Sur cette place, à quelques toises de la haie, un monument délabré, de forme rectangulaire. Quelques pas plus loin, une croix.

Voilà la mise en scène faite. Passons aux acteurs maintenant.

L’année précédente, le basse-courier des religieuses avait trouvé une dizaine d’œufs de cane sauvage. Le canard sauvage est moins gros que le canard domestique, mais sa chair est plus savoureuse, plus délicate. Le villageois donna ces œufs à couver à une poule. Il en obtint un canard et deux canes. C’était maigre comme résultat, mais cela lui faisait des reproducteurs.

Le canard sauvage se domestique assez facilement. Il n’y a qu’à lui couper les grosses plumes d’une aile. Sans quoi, un beau jour, il prend son vol et on ne le voit plus. C’est ce que fit le basse-courier.

Le canard sauvage est monogame. Mais il est d’assez bonne composition et si on est dans la nécessité de lui donner deux ou trois femelles, mon Dieu! il les accepte assez volontiers. Le nôtre avait deux femelles qui étaient aussi ses deux sœurs.

C’était un bon gros père de canard, un peu bébête, pas méchant, bien tranquille. Il avait une belle tête à reflets bleu saphir et émeraude, une toute petite cravate blanche, un superbe plastron mordoré, un magnifique habit gris perle, avec des basques bleu marine, et des pattes d’un beau jaune orange.

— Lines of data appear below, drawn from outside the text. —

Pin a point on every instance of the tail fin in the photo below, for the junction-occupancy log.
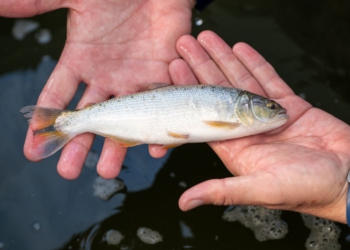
(47, 140)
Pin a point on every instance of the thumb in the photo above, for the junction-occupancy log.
(243, 190)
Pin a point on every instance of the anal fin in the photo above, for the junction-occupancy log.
(122, 142)
(170, 146)
(177, 135)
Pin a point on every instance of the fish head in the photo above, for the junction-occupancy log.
(255, 110)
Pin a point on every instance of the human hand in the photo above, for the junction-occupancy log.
(112, 46)
(301, 166)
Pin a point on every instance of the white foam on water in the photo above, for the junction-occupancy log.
(37, 226)
(113, 237)
(149, 236)
(22, 27)
(92, 160)
(43, 36)
(265, 223)
(324, 233)
(105, 189)
(186, 231)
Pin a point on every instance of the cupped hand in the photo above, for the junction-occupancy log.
(113, 47)
(301, 166)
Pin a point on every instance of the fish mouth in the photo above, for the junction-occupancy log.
(282, 112)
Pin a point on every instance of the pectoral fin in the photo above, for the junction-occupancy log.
(220, 124)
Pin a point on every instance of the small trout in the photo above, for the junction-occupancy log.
(169, 116)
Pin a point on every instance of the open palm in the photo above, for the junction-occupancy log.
(301, 166)
(112, 46)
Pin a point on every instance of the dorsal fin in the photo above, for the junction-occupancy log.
(151, 86)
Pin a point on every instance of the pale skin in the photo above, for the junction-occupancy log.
(301, 166)
(113, 46)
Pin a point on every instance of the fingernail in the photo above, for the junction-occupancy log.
(194, 203)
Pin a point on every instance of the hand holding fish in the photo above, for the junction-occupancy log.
(111, 46)
(301, 166)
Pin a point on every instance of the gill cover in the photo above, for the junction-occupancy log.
(243, 109)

Il était superbe, l’animal, et il le savait. Aussi, fallait-il voir comme il se dandinait et se rengorgeait en marchant. Et de quel air grave et important il parlait de sa voix de basse profonde: «Coin coin coin! Coin coin coin!» Ce qui voulait dire assurément: «Je suis beau! Je suis beau!»

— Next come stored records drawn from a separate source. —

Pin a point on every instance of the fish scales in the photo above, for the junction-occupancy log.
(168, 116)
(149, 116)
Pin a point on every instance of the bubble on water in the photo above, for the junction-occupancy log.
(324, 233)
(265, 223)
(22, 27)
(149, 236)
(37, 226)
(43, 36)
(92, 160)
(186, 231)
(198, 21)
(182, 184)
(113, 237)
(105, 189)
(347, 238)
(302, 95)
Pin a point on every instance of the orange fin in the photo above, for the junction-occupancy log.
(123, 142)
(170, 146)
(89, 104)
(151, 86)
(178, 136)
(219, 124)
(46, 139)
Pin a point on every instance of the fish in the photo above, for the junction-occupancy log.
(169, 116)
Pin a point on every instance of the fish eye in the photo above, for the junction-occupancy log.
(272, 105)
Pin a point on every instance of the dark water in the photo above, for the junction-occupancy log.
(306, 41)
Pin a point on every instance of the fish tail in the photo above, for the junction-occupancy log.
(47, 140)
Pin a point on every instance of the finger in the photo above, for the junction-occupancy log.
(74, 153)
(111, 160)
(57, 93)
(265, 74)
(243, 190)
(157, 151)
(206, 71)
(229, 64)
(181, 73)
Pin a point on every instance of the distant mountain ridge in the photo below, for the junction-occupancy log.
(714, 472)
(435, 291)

Ses deux canes étaient bien simples et bien modestes dans leur robe marron picotée de noir. Elles avaient deux petits yeux tout ronds, pétillants de malice. Elles avaient de petits airs de ne pas y toucher. Malgré cela, c’était deux méchantes, deux insupportables pécores.

Elles conduisaient leur grand dadais d’époux par le bout du… bec. C’était leur droit, direz-vous? D’accord. Mais elles abusaient vraiment. Ces deux mauvaises teignes se croyaient les reines du poulailler et entendaient mener tout le monde selon leur caprice. Là où elles se trouvaient, elles étaient chez elles et défendaient aux autres volailles de s’approcher.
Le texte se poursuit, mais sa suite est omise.